There had been no time to put in any sort of defenses, though Nicholas had already spoken to the governor about getting a big gun for Harbour Grace, similar to the ones at Cupids Cove. In case there should be any attack on Musketto Cove, he had told Frank, Rafe, Stephen and Hal to take their muskets out in the fishing boats with them today, and to stay near the mouth of the cove.
Kathryn asked Nancy if she minded being left at Musketto Cove while Kathryn and Nicholas went to Harbour Grace on the morrow. “Nicholas seems very sure they will not land here, but I hate to think of you being here if—” She broke off, unable to put it into words. Surely the horror of that attack six years ago could not come a second time? “Come to Harbour Grace with us tonight. Or I could stay here with you.”

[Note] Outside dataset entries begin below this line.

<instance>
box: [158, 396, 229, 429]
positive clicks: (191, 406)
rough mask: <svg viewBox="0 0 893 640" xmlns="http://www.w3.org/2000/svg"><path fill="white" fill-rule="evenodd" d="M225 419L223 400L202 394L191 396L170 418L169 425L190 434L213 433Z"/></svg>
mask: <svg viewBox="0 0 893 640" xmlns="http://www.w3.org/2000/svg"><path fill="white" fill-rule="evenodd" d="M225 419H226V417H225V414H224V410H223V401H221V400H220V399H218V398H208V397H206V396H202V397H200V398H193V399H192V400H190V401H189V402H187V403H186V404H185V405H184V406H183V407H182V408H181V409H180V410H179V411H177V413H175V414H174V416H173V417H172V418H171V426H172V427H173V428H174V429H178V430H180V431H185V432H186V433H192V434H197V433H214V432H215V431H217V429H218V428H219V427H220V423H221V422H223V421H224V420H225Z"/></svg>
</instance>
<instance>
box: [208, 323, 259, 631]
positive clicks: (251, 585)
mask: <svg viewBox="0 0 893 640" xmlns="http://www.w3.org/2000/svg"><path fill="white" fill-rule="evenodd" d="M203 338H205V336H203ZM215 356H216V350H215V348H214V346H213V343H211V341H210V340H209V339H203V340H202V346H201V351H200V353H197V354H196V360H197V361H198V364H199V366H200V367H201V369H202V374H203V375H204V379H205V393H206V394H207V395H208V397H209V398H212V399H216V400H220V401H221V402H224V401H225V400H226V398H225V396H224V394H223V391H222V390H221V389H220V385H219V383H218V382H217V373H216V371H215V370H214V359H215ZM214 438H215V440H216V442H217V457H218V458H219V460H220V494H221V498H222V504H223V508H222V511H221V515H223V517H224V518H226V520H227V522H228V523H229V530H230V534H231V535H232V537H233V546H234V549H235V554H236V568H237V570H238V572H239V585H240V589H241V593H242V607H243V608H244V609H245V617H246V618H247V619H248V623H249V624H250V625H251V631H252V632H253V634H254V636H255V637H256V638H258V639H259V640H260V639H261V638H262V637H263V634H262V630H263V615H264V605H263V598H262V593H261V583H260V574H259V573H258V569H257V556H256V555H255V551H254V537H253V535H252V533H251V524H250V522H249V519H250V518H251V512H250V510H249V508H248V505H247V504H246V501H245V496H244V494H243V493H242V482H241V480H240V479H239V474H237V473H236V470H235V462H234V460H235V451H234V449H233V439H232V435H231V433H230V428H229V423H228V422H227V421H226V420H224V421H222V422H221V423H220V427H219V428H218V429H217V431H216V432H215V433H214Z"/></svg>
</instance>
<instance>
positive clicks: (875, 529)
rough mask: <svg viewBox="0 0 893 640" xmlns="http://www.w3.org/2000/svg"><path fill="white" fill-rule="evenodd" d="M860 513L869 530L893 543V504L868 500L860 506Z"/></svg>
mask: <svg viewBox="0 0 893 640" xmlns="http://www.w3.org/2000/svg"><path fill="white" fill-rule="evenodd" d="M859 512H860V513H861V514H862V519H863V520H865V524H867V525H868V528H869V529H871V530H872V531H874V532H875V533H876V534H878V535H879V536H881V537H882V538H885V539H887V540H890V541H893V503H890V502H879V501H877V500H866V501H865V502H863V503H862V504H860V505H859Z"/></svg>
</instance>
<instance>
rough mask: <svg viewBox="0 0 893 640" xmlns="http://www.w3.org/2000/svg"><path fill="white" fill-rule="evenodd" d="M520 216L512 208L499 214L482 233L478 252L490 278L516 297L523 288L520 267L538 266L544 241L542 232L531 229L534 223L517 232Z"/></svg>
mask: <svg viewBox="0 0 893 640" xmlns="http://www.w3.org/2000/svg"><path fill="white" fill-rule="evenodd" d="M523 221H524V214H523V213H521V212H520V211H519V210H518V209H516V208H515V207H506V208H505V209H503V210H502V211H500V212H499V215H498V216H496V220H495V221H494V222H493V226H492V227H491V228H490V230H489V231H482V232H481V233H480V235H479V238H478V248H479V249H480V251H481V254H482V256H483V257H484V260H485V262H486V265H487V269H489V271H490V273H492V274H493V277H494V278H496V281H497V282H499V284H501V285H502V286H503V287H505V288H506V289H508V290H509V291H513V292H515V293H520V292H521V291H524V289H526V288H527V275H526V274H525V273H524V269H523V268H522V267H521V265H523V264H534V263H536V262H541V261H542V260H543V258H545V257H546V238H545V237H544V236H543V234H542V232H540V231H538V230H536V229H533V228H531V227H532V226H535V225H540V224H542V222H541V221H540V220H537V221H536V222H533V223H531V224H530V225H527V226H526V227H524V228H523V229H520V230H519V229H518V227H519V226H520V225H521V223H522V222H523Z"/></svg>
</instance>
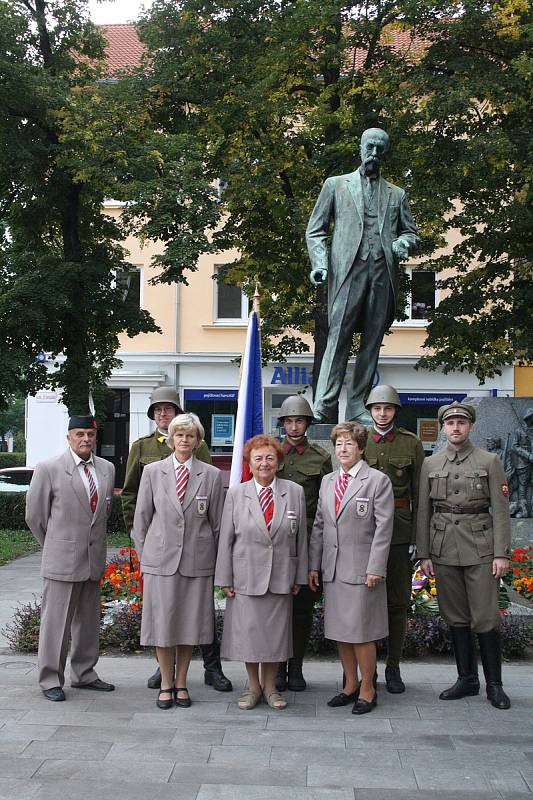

“Nay, be not so foolish,” Nancy said, with a lightness of tone that Kathryn suspected was more than half a pretence. “If they are more like to land at Harbour Grace than here, why would I want to run there? ’Tis right for you to go, and for me to stay.”
Kathryn was still uneasy. But her place, she thought, was at her husband’s side, so she went with him and left Nancy behind.
At Harbour Grace everyone was going about their evening chores with an air of tension, waiting to see what the morning would bring. They dined with Governor Hayman and the Holworthy family, and talked about the news at both plantations in an attempt to avoid talking about the prince and the duke.
“And what of your own house, Jem? Are you working at that still?” Nicholas asked.
“Nay, we have laid aside plans to finish that house ourselves, and turned it over to young Marshall here,” Jem Holworthy said, nodding towards James Marshall. “He’s having a wife sent out from England, by special order.”
The young servant ducked his head as his cheeks coloured. “The maid is a cousin of my stepmother. We knew each other a little when we were younger, before I came out. I sent word, and it seems she is willing to give life in the colony a try. She will come out on the company ship at the end of the fishing season, and we will be wed.”
“And glad we will be to have another young couple to begin a family here. I have invited the Holworthys to make our arrangement permanent, that they will remain here, in the governor’s house,” Governor Hayman said, pouring himself another cup of ale and passing the jug on down the table. “It is as much their home as mine—more, perhaps. ’Twill be good to have someone in the place over winter, too, so that it falls not into disrepair.”
“Ah, then you mean to go back to England, and not stay a second winter here?” Kathryn asked him.
“Yes, I have business in England that I must attend to. There is little work to do here once the fishing season is over. Nothing you brave colonists cannot manage for yourselves. I will, of course, return on the first vessel in spring.”
“Of course.” Kathryn hid a smile. As the first snows fell last winter, Governor Hayman had waxed poetic about how clean and lovely the blanket of snow was, how fresh and healthful the air, how clear the skies. But after the long, cold months of winter, after snowstorms and supplies running low and John Crowder freezing to death in the woods, he had apparently decided his new territory was best governed in the summer months.
She and the governor read aloud from Homer that night, and the governor commended her on the few lines of script she had produced. For the first time, she had written something of her own rather than copying lines from the book she was reading. “Why, this is quite good. You have a good turn of phrase, as well as your hand being clear and easy to read,” he said. “If you had been born to a higher station in life and been educated earlier, why, you might be one of our lady poets. Another Countess of Pembroke, perhaps. You might be the first poetess of the New World.”
“Ah, you flatter me! I could never be a poet. But if I could get hold of paper, I have thought I might keep a kind of journal—an account in plain words, of what it is like to be a planter’s wife here in the colony. Has such a thing been done before?”